Accountants and Registered Auditors

Companies house administration

Directors disqualification

As a rule, you cannot be a company director if you are already declared bankrupt or under a debt relief order. You have to wait until your disqualification ends. For this purpose, the provisions for directors disqualification is contained in the Company Directors Disqualification Act 1986.

First and foremost, the Company Directors Disqualification Act 1986 is introduced to stop incompetent or unscrupulous individuals from leading and managing companies for a period of time with the intention to abuse the law.

For this purpose, the Secretary of State maintains the Register of directors Disqualification Orders and it is open for public inspection.

Concurrently, you may also search Companies House database of disqualified directors. All you have to do is “search the register” by entering the company name, number or officer name. If the person is disqualified, you would see the word “Disqualified” next to the birth date under his/her name.

On the other hand, Companies House would automatically remove the director’s details from the database when his/her disqualification expired. Accordingly, the record is updated weekly.

Unfit conduct

Universally, you can be disqualified from being a company director if your conduct is deemed unfit. For this purpose, unfit conduct include the following.

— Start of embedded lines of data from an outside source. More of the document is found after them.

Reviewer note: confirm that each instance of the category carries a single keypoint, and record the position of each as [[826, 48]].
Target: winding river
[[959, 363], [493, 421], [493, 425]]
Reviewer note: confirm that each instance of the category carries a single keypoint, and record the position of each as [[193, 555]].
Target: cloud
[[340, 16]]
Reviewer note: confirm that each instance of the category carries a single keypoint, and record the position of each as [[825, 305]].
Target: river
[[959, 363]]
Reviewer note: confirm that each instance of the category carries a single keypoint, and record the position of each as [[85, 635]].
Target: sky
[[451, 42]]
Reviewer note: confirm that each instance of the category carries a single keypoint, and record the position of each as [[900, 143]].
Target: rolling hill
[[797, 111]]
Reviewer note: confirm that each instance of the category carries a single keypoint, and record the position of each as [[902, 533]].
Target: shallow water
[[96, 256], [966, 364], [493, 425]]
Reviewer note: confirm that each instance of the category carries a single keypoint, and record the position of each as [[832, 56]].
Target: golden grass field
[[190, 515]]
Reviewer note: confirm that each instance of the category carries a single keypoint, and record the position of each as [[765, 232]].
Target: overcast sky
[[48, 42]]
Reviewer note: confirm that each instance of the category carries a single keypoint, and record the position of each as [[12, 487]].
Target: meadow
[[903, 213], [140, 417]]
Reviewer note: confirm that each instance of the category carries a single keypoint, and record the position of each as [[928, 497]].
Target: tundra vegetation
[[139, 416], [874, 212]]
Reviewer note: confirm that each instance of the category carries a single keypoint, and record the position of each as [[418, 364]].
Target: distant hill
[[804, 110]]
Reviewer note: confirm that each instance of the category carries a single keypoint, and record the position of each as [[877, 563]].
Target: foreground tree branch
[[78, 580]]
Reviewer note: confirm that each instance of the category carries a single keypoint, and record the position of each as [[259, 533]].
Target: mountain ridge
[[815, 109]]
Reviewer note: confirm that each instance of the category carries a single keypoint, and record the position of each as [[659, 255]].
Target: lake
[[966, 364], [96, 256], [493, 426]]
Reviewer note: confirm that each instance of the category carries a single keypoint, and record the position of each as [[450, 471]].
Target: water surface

  • You allow your company to trade even when you know your company cannot pay its debts.
  • Intentionally not keeping proper accounting records.
  • Deliberately not deliver your company accounts and confirmation statement to Companies House.
  • Not paying your company taxes to HM Revenue and Customs.
  • Use your company’s money and assets for personal benefits.

Circumstances lead to director disqualification

Generally, you would be disqualified and banned from being a director if you are guilty and convicted of the offences.

  1. On conviction for an offence connected with promotion, formation, management or liquidation of the company.
  2. The company continued to trade with intent to defraud creditors (suppliers) even in the process of winding up.
  3. Guilty of fraud in relation to the company.
  4. For non-compliance with the Companies Act with persistent default that is at least three offences within five years.

Length of disqualification

Generally, you can be disqualified for up to 15 years. The court has the discretion whether or not to make the order. It must, however, disqualify a director whose conduct in relation to the company, alone or together with his conduct as a director of another company, make him in the court’s opinion, unfit to be concerned in the management of a company.

Company debts

In the event you are disqualified as a director, you are still jointly and severally liable for the debts of your company. Without reservation, the liability extends to anyone acting on your instructions.

Other restrictions

Furthermore, once you are disqualified from being a director, you would not be able to take on the following responsibilities.

  • Not allowed to sit on the board of a charity, school or police authority.
  • unfit to be a pension trustee.
  • Cannot be a registered social landlord.
  • Banned to sit on a health board or social care body.
  • If you are a solicitor, barrister or accountant, your professional bodies will remove you and you no longer able to continue your practice in your profession.

How director disqualification works

Commonly, you can be disqualified from being a director by the following bodies. Either of them can make an application to have you being disqualified.

  • The Insolvency Service
  • Companies House
  • The Competition and Market Authority (CMA)
  • The Courts
  • A company insolvency practitioner.